Abstract Fail-safe (FS) steel is designed with enhanced fracture toughness through the crack deflection mechanism in an anisotropic microstructure. In this study, commercial boron (B)-bearing medium-carbon low-alloy steel bars with a cross-sectional area of 1390 mm2 were water-quenched and tempered at temperatures between 400 °C and 500 °C, followed by multi-pass caliber-rolling (i.e., warm tempforming). Tensile, Charpy V-notch (CVN) impact, and hydrogen embrittlement (HE) properties of the warm tempformed samples were investigated and compared with the rolling reductions of 45–92% to optimize the rolling conditions for upsizing the FS steel.

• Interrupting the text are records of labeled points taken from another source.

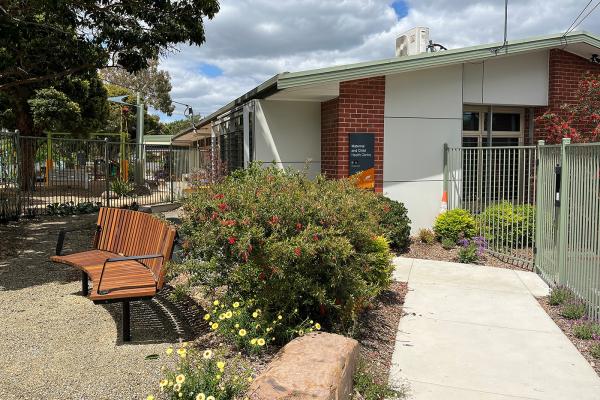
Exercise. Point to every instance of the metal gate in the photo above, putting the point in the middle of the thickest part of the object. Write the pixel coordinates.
(10, 204)
(568, 215)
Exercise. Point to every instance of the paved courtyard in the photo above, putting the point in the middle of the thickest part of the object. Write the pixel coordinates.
(475, 332)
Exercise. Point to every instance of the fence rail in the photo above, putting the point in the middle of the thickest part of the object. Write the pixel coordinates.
(497, 186)
(41, 175)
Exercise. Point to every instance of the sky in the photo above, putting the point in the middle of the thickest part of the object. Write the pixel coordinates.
(249, 41)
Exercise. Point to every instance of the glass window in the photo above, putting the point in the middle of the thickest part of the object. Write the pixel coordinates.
(504, 122)
(470, 121)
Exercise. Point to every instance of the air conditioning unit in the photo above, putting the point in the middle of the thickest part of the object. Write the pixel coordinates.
(412, 42)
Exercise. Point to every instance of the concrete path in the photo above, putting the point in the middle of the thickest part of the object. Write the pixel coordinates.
(477, 332)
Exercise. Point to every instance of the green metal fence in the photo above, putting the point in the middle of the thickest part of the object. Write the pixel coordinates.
(568, 216)
(497, 186)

Warm tempforming at 400 °C with a rolling reduction of 66% successfully produced an FS steel bar with a large cross-sectional area of 470 mm2. The evolution of a heterogeneous and anisotropic ultrafine-grained structure through the warm deformation of tempered martensite and pearlite generated an excellent combination of CVN toughness and HE resistance at the ultimate tensile strength of 1400 MPa. Delayed fracture resistance of the FS steels was also evaluated to be far superior to those of conventionally quenched and tempered steels, based on the balance between the HE susceptibility and hydrogen entry. Furthermore, it was observed that excessive warm tempforming to a rolling reduction of 92% tended to degrade the tensile elongation and HE resistance. The mechanism of the variations in mechanical properties during warm tempforming is discussed in association with the microstructural evolution.